Barker, D.M., W. Huang, Y. R. Guo, and Q. N. Xiao., 2004: A Three-Dimensional (3DVAR) Data Assimilation System For Use With MM5: Implementation and Initial Results. Mon. Wea. Rev., 132, 897-914.

Running WRF-Var requires a Fortran 90 compiler. We currently support the following platforms: IBM, SGI, PC/Linux, Cray-X1, and Apple. Please let us know if this does not meet your requirements, and we will attempt to add other machines to our list of supported architectures as resources allow. Although we are interested to hear of your experiences on modifying compile options, we do not yet recommend making changes to the configure file used to compile WRF-Var.

 

Installing WRF-Var

Because WRF-Var codes utilize some features of MPI-2, so if you would like to run WRF-Var with multiple processors, please make sure your MPI compilers are MPI-2 compatible. Otherwise, you can download MPICH2 from http://www.mcs.anl.gov/research/projects/mpich2/, install the MPICH2 in appropriate location and use the installed MPI compiler.

Before compiling the WRF-Var code, it is necessary to have installed the NetCDF, BLAS, LAPACK, and BUFR libraries. If any of the BLAS, LAPACK and BUFR libraries are not available on the computer, they needs to be installed first. The source code for these libraries can be freely downloaded from http://netlib.org/blas/, http://netlib.org/lapack/, and http://www.nco.ncep.noaa.gov/sib/decoders/BUFRLIB/. Assuming, for example, that these libraries have been installed in subdirectories of /usr/local, the necessary environment variables might be set with

setenv BLAS   /usr/local/blas
setenv LAPACK /usr/local/lapack
setenv BUFR   /usr/local/bufr

Hint: Make sure the required libraries were all compiled using the same compiler that will be used to build WRF-Var, since the libraries produced by one compiler may not be compatible with code compiled with another.

Assuming all required libraries are available, the WRF-Var Version 3 source code can be downloaded from http://www.mmm.ucar.edu/wrf/users/download/get_source.html. After the tar file is unzipped (gunzip WRFDAV3.TAR.gz) and untarred (untar WRFDAV3.TAR), the directory WRFDA should be created; this directory contains the WRF-Var source code.

To configure WRF-Var, change to the WRFDA directory and type

> ./configure wrfda

A list of configuration options for your computer should appear. Each option combines a compiler type and a parallelism option; since the configuration script doesn’t check which compilers are actually available, be sure to only select among the options for compilers that are available on your system.
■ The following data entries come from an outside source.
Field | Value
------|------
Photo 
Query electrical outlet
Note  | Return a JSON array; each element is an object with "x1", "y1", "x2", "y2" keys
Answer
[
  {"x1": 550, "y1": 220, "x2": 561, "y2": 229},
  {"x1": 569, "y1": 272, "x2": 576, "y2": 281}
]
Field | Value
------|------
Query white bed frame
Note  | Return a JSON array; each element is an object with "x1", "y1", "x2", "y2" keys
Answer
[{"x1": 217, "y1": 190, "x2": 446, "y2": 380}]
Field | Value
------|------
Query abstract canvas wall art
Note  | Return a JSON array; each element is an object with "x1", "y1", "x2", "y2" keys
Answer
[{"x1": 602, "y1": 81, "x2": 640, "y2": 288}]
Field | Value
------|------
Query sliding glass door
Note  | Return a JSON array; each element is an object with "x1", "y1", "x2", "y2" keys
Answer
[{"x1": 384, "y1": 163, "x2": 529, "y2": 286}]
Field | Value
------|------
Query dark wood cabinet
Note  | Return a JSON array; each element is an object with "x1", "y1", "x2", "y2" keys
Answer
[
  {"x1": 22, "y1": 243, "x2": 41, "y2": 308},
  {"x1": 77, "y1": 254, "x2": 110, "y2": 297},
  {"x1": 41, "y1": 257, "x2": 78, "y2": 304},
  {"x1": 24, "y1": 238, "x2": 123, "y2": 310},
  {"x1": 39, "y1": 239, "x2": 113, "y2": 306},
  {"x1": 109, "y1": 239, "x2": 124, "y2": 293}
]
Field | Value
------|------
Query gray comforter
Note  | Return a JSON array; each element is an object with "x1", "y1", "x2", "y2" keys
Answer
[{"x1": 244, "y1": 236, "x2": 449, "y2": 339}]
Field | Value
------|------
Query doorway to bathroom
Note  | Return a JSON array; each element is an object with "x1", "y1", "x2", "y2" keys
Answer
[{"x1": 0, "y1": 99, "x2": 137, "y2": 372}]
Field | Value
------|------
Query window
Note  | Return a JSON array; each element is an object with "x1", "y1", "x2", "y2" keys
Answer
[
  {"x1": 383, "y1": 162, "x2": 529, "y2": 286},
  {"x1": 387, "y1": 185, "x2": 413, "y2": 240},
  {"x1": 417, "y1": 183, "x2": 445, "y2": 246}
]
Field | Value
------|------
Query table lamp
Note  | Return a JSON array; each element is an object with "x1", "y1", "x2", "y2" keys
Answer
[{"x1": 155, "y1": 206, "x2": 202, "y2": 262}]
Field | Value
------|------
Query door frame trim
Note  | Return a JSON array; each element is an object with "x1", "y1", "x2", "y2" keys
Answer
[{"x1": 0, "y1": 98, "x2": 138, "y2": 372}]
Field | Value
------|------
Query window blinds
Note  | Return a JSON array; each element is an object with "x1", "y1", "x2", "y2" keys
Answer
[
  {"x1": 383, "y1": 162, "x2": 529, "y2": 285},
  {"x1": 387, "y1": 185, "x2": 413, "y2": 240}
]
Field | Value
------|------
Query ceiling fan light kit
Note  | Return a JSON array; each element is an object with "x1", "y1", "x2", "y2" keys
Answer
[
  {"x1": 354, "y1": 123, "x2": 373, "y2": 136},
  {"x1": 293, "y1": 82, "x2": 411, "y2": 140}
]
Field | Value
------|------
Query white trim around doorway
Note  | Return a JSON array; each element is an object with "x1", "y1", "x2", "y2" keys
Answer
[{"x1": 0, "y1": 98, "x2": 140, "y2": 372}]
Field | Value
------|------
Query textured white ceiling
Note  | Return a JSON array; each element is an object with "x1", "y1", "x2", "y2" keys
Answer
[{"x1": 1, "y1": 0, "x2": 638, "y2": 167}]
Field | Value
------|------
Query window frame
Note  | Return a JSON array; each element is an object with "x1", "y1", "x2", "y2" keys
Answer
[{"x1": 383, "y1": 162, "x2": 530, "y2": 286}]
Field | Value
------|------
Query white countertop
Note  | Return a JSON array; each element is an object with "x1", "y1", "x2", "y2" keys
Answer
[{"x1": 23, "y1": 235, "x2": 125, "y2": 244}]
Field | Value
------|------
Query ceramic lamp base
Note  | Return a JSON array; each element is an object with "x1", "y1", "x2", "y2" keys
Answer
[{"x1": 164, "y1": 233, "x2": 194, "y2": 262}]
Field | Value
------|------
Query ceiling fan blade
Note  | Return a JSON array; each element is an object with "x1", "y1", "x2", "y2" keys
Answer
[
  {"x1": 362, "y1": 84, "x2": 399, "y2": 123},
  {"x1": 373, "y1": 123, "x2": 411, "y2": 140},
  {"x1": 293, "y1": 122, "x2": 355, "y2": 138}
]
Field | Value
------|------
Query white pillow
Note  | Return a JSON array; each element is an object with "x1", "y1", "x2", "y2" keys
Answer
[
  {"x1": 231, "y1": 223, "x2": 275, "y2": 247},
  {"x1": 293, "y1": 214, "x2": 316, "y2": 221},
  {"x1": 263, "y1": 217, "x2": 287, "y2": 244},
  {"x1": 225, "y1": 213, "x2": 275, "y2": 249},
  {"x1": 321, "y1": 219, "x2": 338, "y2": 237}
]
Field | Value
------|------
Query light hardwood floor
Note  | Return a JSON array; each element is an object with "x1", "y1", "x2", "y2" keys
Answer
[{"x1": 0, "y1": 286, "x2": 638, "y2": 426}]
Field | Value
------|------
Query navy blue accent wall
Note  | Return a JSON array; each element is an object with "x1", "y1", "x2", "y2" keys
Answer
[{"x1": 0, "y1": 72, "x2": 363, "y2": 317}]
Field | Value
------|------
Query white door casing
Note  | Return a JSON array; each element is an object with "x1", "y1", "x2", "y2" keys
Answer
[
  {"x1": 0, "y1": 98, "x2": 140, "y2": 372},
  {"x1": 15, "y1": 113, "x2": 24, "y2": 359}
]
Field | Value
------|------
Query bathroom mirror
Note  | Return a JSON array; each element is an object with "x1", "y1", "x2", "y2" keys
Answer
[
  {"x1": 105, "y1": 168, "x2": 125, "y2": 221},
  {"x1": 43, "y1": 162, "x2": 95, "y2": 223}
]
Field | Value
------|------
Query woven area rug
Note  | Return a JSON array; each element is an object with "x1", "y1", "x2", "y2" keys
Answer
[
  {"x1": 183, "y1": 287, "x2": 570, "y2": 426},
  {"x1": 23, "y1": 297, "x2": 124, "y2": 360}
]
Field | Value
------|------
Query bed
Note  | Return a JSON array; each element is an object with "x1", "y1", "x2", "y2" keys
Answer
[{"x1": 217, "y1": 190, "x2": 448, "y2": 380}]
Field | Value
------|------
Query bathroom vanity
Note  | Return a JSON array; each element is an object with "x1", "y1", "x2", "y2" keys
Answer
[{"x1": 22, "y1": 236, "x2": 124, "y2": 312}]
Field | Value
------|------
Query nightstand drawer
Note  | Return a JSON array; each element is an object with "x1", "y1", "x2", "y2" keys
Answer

The parallelism option allows for a single-processor (serial) compilation, shared-memory parallel (smpar) compilation, distributed-memory parallel (dmpar) compilation, or a combination of shared-memory and distributed-memory parallel (dm+sm) compilation; for WRF-Var, parallel execution requires a “dm” option (see note below). After a selection from the list of options is made, a second choice for compiling nesting will appear. For example, on a Linux computer, the above steps look like:

> ./configure wrfda

checking for perl5... no

checking for perl... found /usr/bin/perl (perl)

Will use NETCDF in dir: /karri/users/xinzhang/external/netcdf/netcdf-3.6.1/pgi_x86_64

PHDF5 not set in environment. Will configure WRF for use without.

$JASPERLIB or $JASPERINC not found in environment, configuring to build without grib2 I/O...

------------------------------------------------------------------------

Please select from among the following supported platforms.

 

   1.  Linux x86_64, PGI compiler with gcc  (serial)

   2.  Linux x86_64, PGI compiler with gcc  (smpar)

   3.  Linux x86_64, PGI compiler with gcc  (dmpar)

   4.  Linux x86_64, PGI compiler with gcc  (dm+sm)

   5.  Linux x86_64 i486 i586 i686, ifort compiler with icc  (serial)</